The global biodiversity crisis has escalated to unprecedented levels, with ecosystems deteriorating rapidly. One of China’s responses, the Ecological Conservation Red Lines (ECR), offers a novel approach to protecting biodiversity and ecosystem functions by strictly prohibiting harmful activities in key areas. A new report from Friends of the Earth US explores how China’s ECR framework can inspire global financial institutions, particularly Chinese banks, to adopt exclusionary financing policies in their investments, thereby mitigating environmental risks and contributing to global efforts to halt and reverse biodiversity loss. The new report, “Red Lines for a Green Future: Exploring Exclusionary Approaches to Protecting Biodiversity and People”, recommends aligning with the Banks and Biodiversity Initiative’s proposed No Go areas as a basis for creating exclusionary policies as a means to safeguard critical ecosystems from harmful development in China and abroad.
Read the report here.
Key Recommendations
To enhance the role of the finance sector in global biodiversity conservation, international and Chinese banks should:
- Develop and Publish a Biodiversity Plan and Strategies: To implement the Global Biodiversity Framework, international and Chinese financiers should develop and publish a robust biodiversity plan and strategies with concrete targets, goals, and performance indicators to stop and reverse biodiversity loss by 2030.
- Adopt Exclusion Policies: International and Chinese financiers should develop and implement financial exclusion policies that align with the principles of the Ecological Red Lines and the Banks and Biodiversity’s “No-Go Areas.” These policies should explicitly prohibit financing projects and activities that harm critical ecosystems, and should be adopted as part of a banks’ risk management framework or existing exclusion lists.
- Integrate ECR Criteria in Due Diligence: International and Chinese financial institutions should incorporate and evaluate ecosystem functions and ecosystem integrity as key parts of environmental and social risk assessments.
- Adopt and Implement Strong Indigenous Peoples Rights Policies: International and Chinese financiers should develop, adopt, and publish Indigenous Peoples Rights policies, if they do not already.

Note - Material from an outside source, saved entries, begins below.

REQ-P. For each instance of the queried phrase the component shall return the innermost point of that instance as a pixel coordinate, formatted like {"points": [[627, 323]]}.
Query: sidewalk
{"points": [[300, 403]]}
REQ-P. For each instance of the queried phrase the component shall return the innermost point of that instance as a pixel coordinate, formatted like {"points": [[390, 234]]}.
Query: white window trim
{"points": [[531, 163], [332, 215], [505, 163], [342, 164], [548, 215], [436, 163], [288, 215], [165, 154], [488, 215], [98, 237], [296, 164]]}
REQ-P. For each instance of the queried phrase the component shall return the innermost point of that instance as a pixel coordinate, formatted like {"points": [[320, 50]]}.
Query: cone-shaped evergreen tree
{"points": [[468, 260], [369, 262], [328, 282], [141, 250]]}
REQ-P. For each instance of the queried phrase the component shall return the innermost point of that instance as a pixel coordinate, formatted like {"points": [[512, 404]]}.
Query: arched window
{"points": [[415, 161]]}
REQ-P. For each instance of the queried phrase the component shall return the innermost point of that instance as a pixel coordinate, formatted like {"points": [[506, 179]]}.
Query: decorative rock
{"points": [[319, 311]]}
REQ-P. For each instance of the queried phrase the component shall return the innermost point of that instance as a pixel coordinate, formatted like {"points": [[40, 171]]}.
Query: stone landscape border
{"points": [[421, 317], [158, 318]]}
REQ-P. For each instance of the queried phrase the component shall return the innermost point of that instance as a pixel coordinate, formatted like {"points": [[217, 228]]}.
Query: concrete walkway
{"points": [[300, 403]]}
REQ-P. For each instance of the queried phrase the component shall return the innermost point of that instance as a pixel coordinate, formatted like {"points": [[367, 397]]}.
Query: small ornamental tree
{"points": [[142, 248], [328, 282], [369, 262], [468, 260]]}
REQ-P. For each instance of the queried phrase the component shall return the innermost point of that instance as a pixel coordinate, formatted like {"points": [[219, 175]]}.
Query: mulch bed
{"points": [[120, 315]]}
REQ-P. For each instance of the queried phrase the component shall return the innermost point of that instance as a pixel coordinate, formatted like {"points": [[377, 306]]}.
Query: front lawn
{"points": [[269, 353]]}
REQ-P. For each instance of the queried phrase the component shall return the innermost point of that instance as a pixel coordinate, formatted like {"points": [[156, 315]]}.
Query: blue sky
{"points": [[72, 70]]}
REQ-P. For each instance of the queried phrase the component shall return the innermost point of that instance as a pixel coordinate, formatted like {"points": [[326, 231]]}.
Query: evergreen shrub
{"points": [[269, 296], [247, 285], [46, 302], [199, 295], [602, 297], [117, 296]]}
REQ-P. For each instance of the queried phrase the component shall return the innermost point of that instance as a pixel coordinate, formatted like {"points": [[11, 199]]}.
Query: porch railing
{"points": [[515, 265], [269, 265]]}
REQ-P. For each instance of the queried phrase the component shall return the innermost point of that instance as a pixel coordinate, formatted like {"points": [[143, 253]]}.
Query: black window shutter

- Require Free, Prior, Informed Consent: International and Chinese financiers should require themselves and their clients to comply with free, prior, and informed consent as an ongoing, iterative process for all activities which may impact Indigenous Peoples and affected communities, and respect scenarios where consent may conditionally be given, or not given at all.
- Develop and Disclose Loan Covenants related to Environmental, Social, Biodiversity, and Climate Obligations: International and Chinese banks should develop and publicly disclose loan covenants related to environmental, social, biodiversity, and climate obligations to ensure client accountability.
- Holistically Develop, Strengthen, and Expand on Cross-cutting Policies: International and Chinese banks and financiers should holistically develop, strengthen, and expand on policies which are inherently crosscutting, such as climate, biodiversity, and Indigenous Peoples, so that respective frameworks are aligned and do not conflict.
- Enhance Transparency and Accountability: International and Chinese banks should publicly disclose their exclusion policies and provide regular updates on their implementation. This transparency can build trust and demonstrate a commitment to environmental stewardship.
- Strengthen communication channels and grievance mechanisms: International and Chinese banks should strengthen communication channels with the public to understand and engage with various stakeholders, including affected communities, on the potential or existing risks of bank-financed activities. This includes providing current contact information on bank websites, substantively responding to community and public concerns promptly, and establishing an open, accessible grievance mechanism for communities who are negatively impacted by existing bank financing.
- Commit to Implementing the Global Biodiversity Framework: International and Chinese banks should publicly commit to implementing the Global Biodiversity Framework. For Chinese banks, this is in line with China’s National Biodiversity Action Plan, as well as their longstanding obligation under various Chinese overseas and green finance policies to follow international norms.